Morgan & Morgan told The Post that the firm has received 500 other similar inquiries from clients across 45 states, along with claims of injuries allegedly caused by other weight-loss drugs including Wegovy, Rybelsus and Saxenda.

“Ms. Bjorklund, as well as the over 500 clients across 45 states whose claims we continue to investigate, have suffered ongoing gastrointestinal problems that in many cases are severe, debilitating and disabling,” Pennock claimed, noting that “some of the injuries may be permanent.”

“Filing this lawsuit is the first step in holding these companies accountable for their alleged failure to warn patients about the significant risks posed by these drugs,” he added.

Ozempic is a medication designed for people with Type 2 diabetes that has become widely used as a weight loss drug. The Eli Lilly counterpart, Mounjaro, is a tirzepatide that has been shown to help control blood sugar as well.

The weight-loss drugs have risen in popularity so quickly in the last few months that the FDA announced shortages as the medication flew off the shelves.

But some experts have also warned that they have not been available long enough to study the long-term effects and are likely being misused by some as a quick way to shed a few pounds.

The drugs work by mimicking a natural hormone, GLP-1, which slows down the passage of food through the stomach, making people feel full for longer.

However, issues start to arise if the drugs slow down the stomach too much, causing some to develop gastroparesis.

The lawsuit claims that the drug makers failed to warn of the side effect.
The lawsuit claims that the drug makers failed to warn of the side effect.
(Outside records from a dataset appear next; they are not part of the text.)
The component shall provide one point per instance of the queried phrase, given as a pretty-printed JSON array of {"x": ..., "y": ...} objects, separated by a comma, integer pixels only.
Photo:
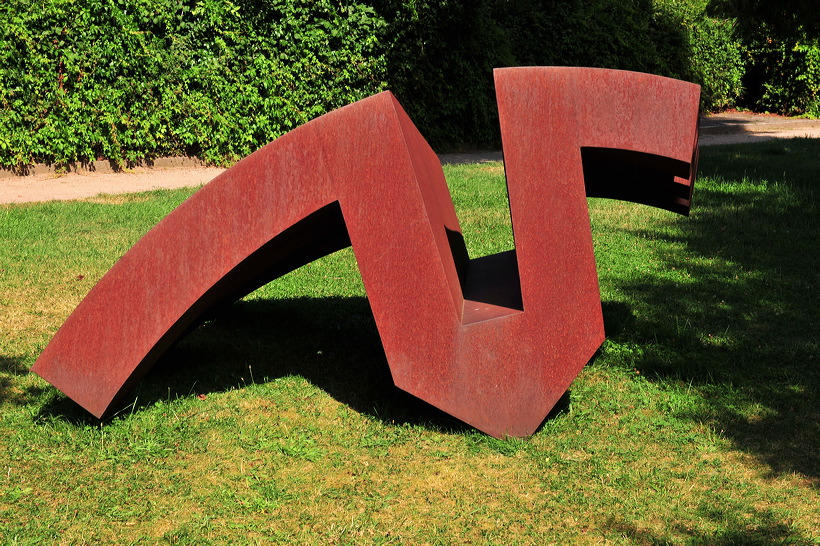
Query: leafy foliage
[
  {"x": 133, "y": 80},
  {"x": 782, "y": 53}
]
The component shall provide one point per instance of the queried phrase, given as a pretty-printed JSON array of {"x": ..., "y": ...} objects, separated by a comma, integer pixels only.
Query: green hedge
[
  {"x": 136, "y": 79},
  {"x": 130, "y": 80}
]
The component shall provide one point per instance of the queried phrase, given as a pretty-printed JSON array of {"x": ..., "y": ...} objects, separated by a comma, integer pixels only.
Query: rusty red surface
[{"x": 493, "y": 341}]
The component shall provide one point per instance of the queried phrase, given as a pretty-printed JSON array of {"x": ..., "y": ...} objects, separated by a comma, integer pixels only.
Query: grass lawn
[{"x": 698, "y": 421}]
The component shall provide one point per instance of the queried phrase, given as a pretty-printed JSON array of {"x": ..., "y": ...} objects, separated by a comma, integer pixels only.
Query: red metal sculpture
[{"x": 493, "y": 341}]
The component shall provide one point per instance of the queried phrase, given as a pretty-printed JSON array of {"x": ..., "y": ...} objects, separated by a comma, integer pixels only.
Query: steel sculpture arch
[{"x": 493, "y": 341}]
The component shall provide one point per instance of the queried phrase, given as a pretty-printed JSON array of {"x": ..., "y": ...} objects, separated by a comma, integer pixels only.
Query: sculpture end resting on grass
[{"x": 493, "y": 341}]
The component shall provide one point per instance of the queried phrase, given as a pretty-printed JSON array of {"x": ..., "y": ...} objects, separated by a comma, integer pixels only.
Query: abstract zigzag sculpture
[{"x": 493, "y": 341}]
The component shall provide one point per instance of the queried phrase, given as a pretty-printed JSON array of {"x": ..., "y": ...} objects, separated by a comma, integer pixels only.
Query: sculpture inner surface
[{"x": 493, "y": 341}]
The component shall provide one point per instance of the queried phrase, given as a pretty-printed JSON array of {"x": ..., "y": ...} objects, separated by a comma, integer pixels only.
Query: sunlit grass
[{"x": 696, "y": 422}]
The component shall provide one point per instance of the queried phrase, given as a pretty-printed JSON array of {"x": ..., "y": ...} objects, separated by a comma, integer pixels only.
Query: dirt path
[{"x": 732, "y": 128}]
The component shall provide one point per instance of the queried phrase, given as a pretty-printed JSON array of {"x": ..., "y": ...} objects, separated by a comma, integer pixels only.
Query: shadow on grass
[
  {"x": 742, "y": 324},
  {"x": 761, "y": 528},
  {"x": 332, "y": 342}
]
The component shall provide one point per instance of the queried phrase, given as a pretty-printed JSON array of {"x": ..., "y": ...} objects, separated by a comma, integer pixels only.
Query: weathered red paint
[{"x": 493, "y": 341}]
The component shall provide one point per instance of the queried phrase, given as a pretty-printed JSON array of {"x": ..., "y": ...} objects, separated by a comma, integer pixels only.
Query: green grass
[{"x": 696, "y": 422}]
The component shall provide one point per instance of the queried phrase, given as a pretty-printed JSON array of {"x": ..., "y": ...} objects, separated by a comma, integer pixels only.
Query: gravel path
[{"x": 45, "y": 185}]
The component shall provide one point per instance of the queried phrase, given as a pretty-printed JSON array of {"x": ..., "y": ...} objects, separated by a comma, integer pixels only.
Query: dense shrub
[
  {"x": 781, "y": 43},
  {"x": 128, "y": 80}
]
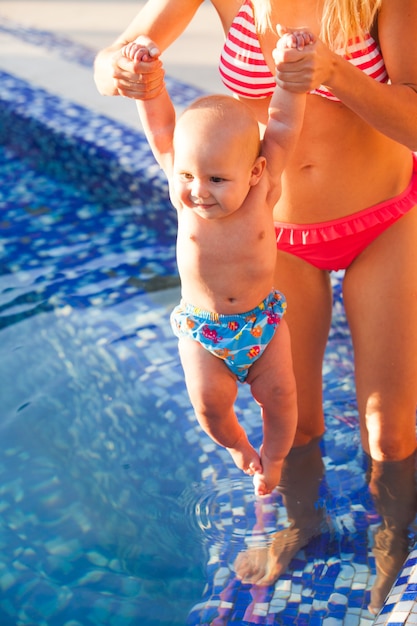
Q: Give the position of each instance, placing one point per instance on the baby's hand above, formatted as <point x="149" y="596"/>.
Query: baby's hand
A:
<point x="295" y="39"/>
<point x="142" y="49"/>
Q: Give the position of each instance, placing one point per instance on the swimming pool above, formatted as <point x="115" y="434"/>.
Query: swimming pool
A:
<point x="116" y="509"/>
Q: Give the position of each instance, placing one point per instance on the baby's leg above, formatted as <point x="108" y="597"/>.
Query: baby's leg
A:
<point x="273" y="387"/>
<point x="213" y="389"/>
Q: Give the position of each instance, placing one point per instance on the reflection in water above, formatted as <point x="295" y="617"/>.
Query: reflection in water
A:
<point x="312" y="549"/>
<point x="393" y="488"/>
<point x="301" y="477"/>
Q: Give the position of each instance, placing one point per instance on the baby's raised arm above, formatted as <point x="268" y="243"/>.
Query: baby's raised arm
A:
<point x="157" y="114"/>
<point x="285" y="113"/>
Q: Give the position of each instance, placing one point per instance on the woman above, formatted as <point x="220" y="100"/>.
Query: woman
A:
<point x="349" y="194"/>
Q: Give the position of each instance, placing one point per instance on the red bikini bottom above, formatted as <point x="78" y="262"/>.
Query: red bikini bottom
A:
<point x="335" y="244"/>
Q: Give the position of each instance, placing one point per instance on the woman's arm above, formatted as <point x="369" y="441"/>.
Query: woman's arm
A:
<point x="389" y="108"/>
<point x="162" y="21"/>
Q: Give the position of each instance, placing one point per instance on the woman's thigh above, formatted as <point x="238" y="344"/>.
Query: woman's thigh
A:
<point x="309" y="309"/>
<point x="380" y="294"/>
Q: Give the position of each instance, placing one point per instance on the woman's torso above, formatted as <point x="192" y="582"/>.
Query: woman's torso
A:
<point x="341" y="164"/>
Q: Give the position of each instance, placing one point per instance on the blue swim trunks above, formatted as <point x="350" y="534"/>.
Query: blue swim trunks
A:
<point x="239" y="340"/>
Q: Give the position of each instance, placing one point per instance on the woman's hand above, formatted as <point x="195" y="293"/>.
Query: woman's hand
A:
<point x="139" y="76"/>
<point x="303" y="65"/>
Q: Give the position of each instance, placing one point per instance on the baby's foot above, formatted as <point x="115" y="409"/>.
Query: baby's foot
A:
<point x="245" y="456"/>
<point x="266" y="480"/>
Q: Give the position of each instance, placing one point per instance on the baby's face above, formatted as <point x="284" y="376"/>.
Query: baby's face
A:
<point x="211" y="175"/>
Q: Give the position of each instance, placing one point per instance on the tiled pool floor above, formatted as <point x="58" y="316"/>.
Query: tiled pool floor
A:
<point x="116" y="509"/>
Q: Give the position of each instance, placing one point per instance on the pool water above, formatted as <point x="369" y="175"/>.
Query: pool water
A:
<point x="115" y="508"/>
<point x="93" y="471"/>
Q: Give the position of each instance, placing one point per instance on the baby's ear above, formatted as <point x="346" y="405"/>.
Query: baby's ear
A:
<point x="258" y="169"/>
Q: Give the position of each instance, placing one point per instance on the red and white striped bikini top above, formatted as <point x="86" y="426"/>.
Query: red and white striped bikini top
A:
<point x="243" y="69"/>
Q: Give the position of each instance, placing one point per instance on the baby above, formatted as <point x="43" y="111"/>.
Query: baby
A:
<point x="224" y="182"/>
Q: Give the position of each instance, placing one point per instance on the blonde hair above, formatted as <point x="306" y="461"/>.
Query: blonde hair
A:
<point x="342" y="20"/>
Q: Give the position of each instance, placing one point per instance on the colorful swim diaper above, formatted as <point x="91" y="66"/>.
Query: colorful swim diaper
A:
<point x="240" y="339"/>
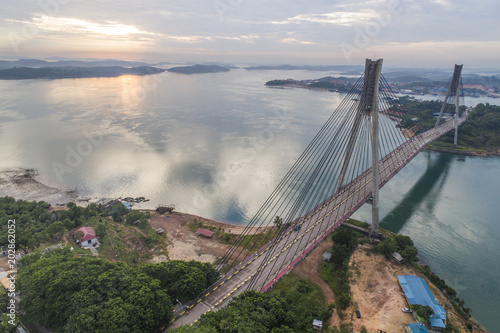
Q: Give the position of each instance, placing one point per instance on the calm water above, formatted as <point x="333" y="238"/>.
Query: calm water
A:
<point x="216" y="145"/>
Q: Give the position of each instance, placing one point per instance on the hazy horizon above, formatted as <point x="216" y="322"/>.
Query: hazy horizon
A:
<point x="405" y="33"/>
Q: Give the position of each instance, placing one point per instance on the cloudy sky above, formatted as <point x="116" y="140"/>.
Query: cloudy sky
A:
<point x="409" y="33"/>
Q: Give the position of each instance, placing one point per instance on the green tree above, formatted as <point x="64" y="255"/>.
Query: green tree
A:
<point x="6" y="324"/>
<point x="345" y="236"/>
<point x="55" y="228"/>
<point x="81" y="294"/>
<point x="387" y="247"/>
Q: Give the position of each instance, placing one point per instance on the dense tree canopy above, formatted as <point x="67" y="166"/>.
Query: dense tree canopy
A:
<point x="182" y="280"/>
<point x="82" y="294"/>
<point x="290" y="307"/>
<point x="35" y="225"/>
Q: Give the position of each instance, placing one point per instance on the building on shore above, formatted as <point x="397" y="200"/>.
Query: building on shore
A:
<point x="417" y="291"/>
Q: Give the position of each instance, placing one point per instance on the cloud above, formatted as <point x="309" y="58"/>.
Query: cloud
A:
<point x="79" y="26"/>
<point x="336" y="18"/>
<point x="295" y="41"/>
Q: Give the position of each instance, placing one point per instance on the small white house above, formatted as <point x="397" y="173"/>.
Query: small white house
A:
<point x="397" y="257"/>
<point x="86" y="237"/>
<point x="317" y="324"/>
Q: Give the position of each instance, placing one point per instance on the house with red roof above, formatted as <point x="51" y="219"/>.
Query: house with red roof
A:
<point x="86" y="237"/>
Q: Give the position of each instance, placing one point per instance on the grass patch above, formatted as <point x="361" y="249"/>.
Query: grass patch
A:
<point x="307" y="298"/>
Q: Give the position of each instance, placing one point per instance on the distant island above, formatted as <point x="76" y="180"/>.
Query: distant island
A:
<point x="69" y="72"/>
<point x="354" y="68"/>
<point x="198" y="69"/>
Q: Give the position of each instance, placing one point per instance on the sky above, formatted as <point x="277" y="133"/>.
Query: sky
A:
<point x="405" y="33"/>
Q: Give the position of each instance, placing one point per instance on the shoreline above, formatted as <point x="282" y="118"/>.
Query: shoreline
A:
<point x="183" y="244"/>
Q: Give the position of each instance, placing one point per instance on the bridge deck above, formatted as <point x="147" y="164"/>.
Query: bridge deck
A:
<point x="273" y="261"/>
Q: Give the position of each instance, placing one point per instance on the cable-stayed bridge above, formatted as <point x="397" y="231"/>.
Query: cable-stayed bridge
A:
<point x="365" y="142"/>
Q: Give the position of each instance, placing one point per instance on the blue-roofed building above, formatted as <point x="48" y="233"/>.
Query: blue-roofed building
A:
<point x="417" y="328"/>
<point x="417" y="291"/>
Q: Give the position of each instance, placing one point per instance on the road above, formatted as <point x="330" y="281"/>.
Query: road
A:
<point x="273" y="261"/>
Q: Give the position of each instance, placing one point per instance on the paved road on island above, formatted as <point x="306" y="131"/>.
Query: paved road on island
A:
<point x="274" y="260"/>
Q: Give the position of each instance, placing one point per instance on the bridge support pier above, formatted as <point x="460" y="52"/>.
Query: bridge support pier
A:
<point x="371" y="83"/>
<point x="453" y="88"/>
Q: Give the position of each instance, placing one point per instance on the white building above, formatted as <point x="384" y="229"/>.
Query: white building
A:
<point x="86" y="237"/>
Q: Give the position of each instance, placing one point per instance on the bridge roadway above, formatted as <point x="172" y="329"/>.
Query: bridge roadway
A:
<point x="275" y="259"/>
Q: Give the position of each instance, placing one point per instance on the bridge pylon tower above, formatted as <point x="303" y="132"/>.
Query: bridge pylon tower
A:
<point x="368" y="106"/>
<point x="454" y="88"/>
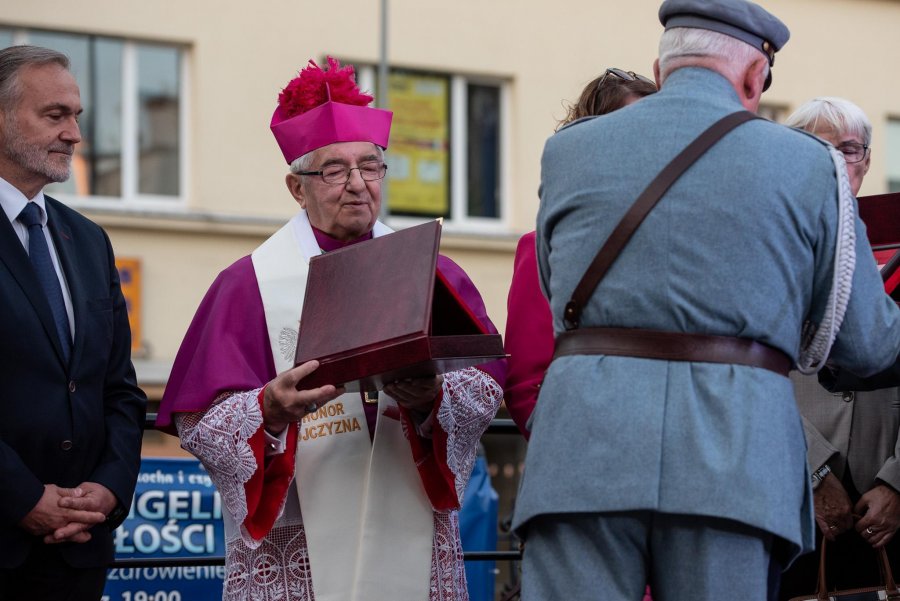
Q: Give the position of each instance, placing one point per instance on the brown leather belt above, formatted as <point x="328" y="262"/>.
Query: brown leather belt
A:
<point x="671" y="346"/>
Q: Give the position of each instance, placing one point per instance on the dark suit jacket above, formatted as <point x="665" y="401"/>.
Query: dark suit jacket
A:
<point x="64" y="424"/>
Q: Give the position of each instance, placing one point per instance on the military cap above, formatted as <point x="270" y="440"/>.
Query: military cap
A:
<point x="739" y="19"/>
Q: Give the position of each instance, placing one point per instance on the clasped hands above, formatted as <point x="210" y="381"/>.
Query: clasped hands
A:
<point x="876" y="514"/>
<point x="67" y="514"/>
<point x="284" y="404"/>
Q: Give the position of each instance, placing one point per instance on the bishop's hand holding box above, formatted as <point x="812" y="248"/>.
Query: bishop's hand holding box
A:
<point x="400" y="317"/>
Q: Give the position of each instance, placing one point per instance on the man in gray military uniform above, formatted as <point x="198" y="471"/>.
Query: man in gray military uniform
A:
<point x="689" y="471"/>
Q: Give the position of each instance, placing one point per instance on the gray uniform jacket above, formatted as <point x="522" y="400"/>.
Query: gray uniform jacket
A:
<point x="741" y="245"/>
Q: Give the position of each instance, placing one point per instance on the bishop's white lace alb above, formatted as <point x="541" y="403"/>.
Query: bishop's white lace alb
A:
<point x="817" y="339"/>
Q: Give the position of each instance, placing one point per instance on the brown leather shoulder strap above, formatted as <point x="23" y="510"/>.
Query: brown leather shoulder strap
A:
<point x="648" y="199"/>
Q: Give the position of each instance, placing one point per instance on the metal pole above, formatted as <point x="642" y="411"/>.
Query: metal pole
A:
<point x="382" y="99"/>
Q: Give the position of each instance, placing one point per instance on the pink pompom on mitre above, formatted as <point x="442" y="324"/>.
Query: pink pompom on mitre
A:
<point x="313" y="87"/>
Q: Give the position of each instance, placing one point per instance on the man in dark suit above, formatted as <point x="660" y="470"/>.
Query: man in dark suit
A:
<point x="70" y="412"/>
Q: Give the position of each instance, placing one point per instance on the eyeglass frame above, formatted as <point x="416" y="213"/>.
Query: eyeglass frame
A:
<point x="865" y="154"/>
<point x="624" y="76"/>
<point x="321" y="173"/>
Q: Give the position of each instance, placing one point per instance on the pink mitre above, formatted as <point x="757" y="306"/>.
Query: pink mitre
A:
<point x="318" y="108"/>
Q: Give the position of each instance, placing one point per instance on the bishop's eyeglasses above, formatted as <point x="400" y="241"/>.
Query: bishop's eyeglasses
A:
<point x="337" y="174"/>
<point x="624" y="76"/>
<point x="854" y="152"/>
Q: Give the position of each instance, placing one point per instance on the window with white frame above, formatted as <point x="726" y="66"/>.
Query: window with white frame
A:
<point x="446" y="153"/>
<point x="133" y="147"/>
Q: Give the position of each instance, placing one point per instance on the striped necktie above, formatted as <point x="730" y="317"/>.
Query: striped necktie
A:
<point x="39" y="253"/>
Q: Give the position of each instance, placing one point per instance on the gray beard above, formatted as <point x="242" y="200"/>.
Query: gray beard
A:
<point x="33" y="158"/>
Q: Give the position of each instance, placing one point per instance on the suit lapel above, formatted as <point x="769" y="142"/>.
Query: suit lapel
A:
<point x="14" y="256"/>
<point x="66" y="249"/>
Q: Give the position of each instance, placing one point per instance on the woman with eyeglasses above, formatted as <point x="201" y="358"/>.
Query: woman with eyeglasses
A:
<point x="529" y="324"/>
<point x="852" y="436"/>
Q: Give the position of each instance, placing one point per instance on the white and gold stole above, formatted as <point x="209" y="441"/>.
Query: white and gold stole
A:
<point x="369" y="524"/>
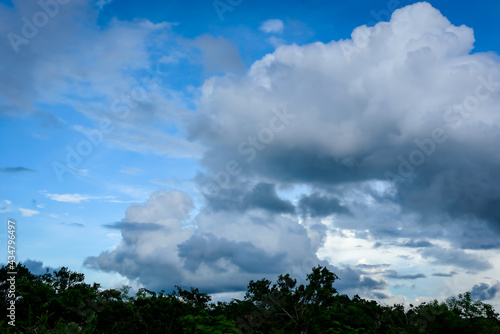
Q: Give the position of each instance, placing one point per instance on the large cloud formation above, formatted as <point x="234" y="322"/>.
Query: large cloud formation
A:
<point x="393" y="134"/>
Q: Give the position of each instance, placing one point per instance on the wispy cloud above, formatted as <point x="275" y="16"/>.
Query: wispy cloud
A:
<point x="272" y="26"/>
<point x="74" y="198"/>
<point x="72" y="224"/>
<point x="28" y="212"/>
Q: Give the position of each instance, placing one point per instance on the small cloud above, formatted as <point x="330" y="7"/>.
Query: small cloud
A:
<point x="131" y="171"/>
<point x="73" y="198"/>
<point x="416" y="244"/>
<point x="395" y="274"/>
<point x="28" y="212"/>
<point x="115" y="236"/>
<point x="37" y="267"/>
<point x="275" y="41"/>
<point x="72" y="224"/>
<point x="15" y="170"/>
<point x="101" y="3"/>
<point x="450" y="274"/>
<point x="484" y="291"/>
<point x="272" y="26"/>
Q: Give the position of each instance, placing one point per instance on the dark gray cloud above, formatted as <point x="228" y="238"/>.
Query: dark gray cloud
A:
<point x="416" y="244"/>
<point x="36" y="267"/>
<point x="263" y="196"/>
<point x="485" y="291"/>
<point x="317" y="205"/>
<point x="395" y="274"/>
<point x="130" y="226"/>
<point x="443" y="164"/>
<point x="15" y="170"/>
<point x="457" y="257"/>
<point x="208" y="249"/>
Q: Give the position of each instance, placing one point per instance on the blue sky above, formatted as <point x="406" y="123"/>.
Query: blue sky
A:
<point x="207" y="143"/>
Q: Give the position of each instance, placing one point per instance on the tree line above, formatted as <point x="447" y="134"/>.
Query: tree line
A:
<point x="60" y="301"/>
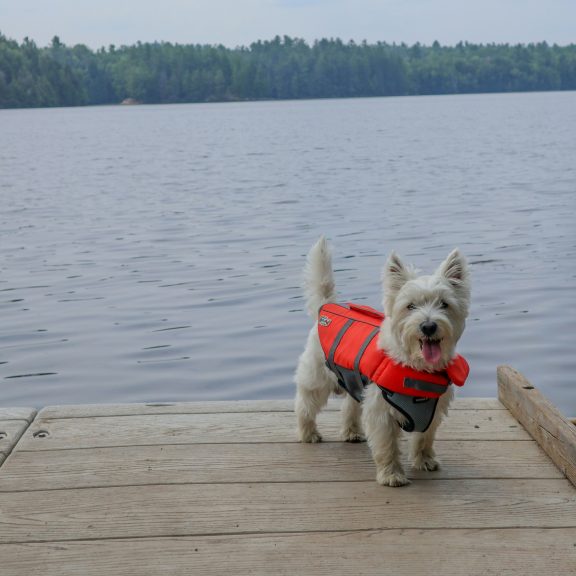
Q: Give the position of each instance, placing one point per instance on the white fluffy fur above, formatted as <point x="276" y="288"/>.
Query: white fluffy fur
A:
<point x="410" y="300"/>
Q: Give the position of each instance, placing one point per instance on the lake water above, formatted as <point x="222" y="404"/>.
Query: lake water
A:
<point x="154" y="253"/>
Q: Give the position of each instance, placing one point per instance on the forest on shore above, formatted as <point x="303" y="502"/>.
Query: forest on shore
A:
<point x="281" y="68"/>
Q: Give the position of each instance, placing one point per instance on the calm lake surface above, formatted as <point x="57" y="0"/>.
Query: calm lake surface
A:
<point x="154" y="253"/>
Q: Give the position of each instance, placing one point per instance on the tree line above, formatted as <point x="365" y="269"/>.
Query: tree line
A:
<point x="281" y="68"/>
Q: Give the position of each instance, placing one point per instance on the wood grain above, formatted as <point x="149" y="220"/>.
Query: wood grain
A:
<point x="202" y="509"/>
<point x="223" y="463"/>
<point x="555" y="434"/>
<point x="241" y="406"/>
<point x="525" y="552"/>
<point x="257" y="427"/>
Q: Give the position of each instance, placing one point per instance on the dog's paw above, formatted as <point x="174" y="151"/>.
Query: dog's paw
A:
<point x="426" y="463"/>
<point x="352" y="435"/>
<point x="393" y="479"/>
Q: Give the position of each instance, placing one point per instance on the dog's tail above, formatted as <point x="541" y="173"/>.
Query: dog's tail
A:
<point x="318" y="277"/>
Gastroparesis is a condition that slows or stops the movement of food from the stomach to the small intestine even though there is no blockage, according to the National Institutes of Health.

It can lead to discomfort, nausea, vomiting, dehydration and malnutrition.

Endoscopies will show stomachs full of days-old food, which is unusual since typically less than 10% of food consumed is left in the stomach four hours after a meal, The Post previously reported.

Doctors have said they’re seeing a lot of cases, as well as a spike in ER admissions, all involving GLP-1 class drugs, according to CNN.

The Food and Drug Administration also confirmed such reports, though they are unable to officially determine whether the cases of gastroparesis were caused by the weight-loss drugs or by another condition.

“The FDA has received reports of gastroparesis with semaglutide and liraglutide, some of which documented the adverse event as not recovered after discontinuation of the respective product at the time of the report,” the agency said in a statement to CNN.

The Post has contacted Novo Nordisk and Eli Lilly and Co. for comment on the lawsuit.

Gastroparesis is just one of many unexpected side effects that have been reported, including “Ozempic finger,” “Ozempic burp,” “Ozempic butt,” “Ozempic face” and weird dreams about celebrities.